The High-Risk Maze of Cannabis Payments in the U.S.

As the cannabis industry matures and state markets expand, one area remains persistently tangled in legal and operational uncertainty: online payments. While consumers in other industries take digital wallets, debit cards, and one-click checkout for granted, dispensaries and cannabis businesses must navigate a gray zone created by the clash between state legalization and federal prohibition. That tension makes every transaction a balancing act between convenience and compliance.

The root challenge is federal law. Cannabis remains a controlled substance under the Controlled Substances Act. Even as the Department of Justice pushes forward with rescheduling cannabis to Schedule III, the plant is not federally legalized. For payment providers, that means cannabis transactions are still viewed as high risk and potentially unlawful. National card networks and many banks refuse to process them, leaving dispensaries to rely on cash-heavy operations or explore alternative payment systems that often carry hidden liabilities.

Some banks do serve cannabis businesses under FinCEN’s 2014 guidance, which technically allows relationships but requires strict compliance. Financial institutions must perform enhanced due diligence and file specialized Suspicious Activity Reports for every cannabis-related client. This oversight is costly, and it creates volatility: a dispensary might one day find its account closed or deposits frozen simply because a bank re-evaluated its risk tolerance. That fragility makes business planning difficult and payment reliability inconsistent.

Card networks present another hurdle. Workarounds like “cashless ATMs”—where purchases were disguised as ATM withdrawals rounded to the nearest $5 or $10—once gained traction. But networks such as Visa and Mastercard cracked down, calling it miscoding and instructing partners to terminate those services. The fallout has included sudden shutdowns and legal exposure for operators that relied on the method. By 2025, lawsuits connected to cashless ATM transactions were still unfolding, showing how risky these shortcuts can be.

Digital wallets and ACH transfers offer more transparent options, but even they are precarious. These systems depend on partner banks willing to touch cannabis funds. If a sponsor bank changes its stance, the entire payment channel can collapse overnight. In addition, operators must carefully comply with NACHA rules, conduct strict customer verification, and monitor transactions for fraud or illegal activity. Any misstep can bring regulatory action or account termination.

Legislation like the SAFER Banking Act has been proposed to ease these challenges by giving banks and payment processors federal protections for working with state-legal cannabis businesses. Yet as of 2025, it remains just that—a proposal. Without congressional action, the gap between state-level legalization and federal prohibition leaves dispensaries exposed, their payment solutions fragile, and their customers inconvenienced.
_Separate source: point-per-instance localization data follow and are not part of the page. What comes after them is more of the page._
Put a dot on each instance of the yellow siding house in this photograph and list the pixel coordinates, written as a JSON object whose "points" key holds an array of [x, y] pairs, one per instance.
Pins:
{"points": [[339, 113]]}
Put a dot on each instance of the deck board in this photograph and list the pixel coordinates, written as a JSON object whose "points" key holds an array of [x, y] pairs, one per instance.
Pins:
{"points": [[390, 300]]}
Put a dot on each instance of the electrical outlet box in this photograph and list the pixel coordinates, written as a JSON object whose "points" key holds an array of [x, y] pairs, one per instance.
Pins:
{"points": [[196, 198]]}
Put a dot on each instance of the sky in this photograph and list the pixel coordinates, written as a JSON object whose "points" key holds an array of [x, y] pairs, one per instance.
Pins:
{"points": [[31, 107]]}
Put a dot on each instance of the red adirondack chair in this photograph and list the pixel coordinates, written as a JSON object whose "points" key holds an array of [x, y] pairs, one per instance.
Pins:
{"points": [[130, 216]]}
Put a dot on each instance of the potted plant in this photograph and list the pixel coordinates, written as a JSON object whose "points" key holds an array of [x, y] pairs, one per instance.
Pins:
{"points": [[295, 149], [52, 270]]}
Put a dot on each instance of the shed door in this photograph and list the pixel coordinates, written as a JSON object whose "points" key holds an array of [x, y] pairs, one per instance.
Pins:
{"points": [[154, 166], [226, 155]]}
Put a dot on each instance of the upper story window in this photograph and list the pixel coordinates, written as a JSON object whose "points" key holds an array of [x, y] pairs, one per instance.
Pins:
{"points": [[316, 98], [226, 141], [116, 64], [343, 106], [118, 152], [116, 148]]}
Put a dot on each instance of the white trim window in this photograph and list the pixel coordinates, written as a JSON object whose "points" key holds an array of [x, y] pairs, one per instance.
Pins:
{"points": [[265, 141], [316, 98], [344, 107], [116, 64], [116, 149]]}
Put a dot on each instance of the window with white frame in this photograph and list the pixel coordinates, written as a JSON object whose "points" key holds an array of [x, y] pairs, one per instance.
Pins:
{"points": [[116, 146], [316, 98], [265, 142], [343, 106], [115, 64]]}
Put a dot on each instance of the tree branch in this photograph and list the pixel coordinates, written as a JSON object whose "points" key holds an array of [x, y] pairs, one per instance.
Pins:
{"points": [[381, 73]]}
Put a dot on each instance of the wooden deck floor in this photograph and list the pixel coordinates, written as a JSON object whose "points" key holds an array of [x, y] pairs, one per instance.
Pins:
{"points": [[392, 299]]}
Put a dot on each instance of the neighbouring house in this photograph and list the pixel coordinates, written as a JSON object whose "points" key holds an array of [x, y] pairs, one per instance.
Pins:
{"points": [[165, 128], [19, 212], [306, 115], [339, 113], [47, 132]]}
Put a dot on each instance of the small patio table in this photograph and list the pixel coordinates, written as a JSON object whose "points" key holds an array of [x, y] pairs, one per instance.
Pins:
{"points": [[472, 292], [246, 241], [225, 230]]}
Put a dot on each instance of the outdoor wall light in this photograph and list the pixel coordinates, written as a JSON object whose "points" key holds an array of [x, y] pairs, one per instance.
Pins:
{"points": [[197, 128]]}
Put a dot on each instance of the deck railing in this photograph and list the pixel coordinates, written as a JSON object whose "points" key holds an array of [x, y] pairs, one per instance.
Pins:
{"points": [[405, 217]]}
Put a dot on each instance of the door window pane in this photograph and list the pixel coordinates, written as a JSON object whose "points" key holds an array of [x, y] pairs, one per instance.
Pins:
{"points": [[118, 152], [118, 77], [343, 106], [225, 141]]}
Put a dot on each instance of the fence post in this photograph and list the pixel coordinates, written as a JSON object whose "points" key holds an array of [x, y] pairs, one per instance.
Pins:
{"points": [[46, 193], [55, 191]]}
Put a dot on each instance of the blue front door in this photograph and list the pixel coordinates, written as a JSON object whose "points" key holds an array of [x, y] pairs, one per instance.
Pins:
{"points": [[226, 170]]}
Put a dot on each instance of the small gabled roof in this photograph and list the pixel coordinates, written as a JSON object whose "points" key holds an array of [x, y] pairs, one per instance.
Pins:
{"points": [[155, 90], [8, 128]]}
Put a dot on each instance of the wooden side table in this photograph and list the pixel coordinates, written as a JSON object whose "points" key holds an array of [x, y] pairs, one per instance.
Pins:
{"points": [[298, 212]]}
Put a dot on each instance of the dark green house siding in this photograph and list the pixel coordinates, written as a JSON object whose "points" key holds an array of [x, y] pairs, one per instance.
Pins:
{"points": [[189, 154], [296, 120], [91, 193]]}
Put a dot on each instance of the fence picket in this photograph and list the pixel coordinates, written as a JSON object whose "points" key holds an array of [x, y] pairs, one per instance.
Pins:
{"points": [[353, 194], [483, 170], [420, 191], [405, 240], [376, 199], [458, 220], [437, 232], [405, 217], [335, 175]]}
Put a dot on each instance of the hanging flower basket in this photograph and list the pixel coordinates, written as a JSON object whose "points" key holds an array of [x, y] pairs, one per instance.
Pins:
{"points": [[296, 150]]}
Even the prospect of rescheduling cannabis to Schedule III will not resolve these issues outright. While it may reduce the tax burdens imposed by IRS Section 280E and encourage more banks to open their doors, it won’t guarantee acceptance from card networks or eliminate anti-money-laundering requirements. For the foreseeable future, operators will still need to navigate a maze of inconsistent rules and enforcement.

The safest path for cannabis businesses is to prioritize transparency and compliance over convenience. That means avoiding schemes that disguise transactions, choosing payment vendors that use proper merchant coding, maintaining backup payment systems, and documenting procedures thoroughly in line with FinCEN’s guidance. While this approach may slow innovation, it provides a buffer against sudden disruptions and enforcement actions.

Ultimately, the biggest obstacle to smooth online payments in cannabis is not technology—it’s the law. Until federal policy catches up with state-level legalization, dispensaries will remain in a payment gray zone where every solution carries risk. The businesses that endure will be the ones that treat payments not as a simple service, but as a critical compliance program built to withstand uncertainty.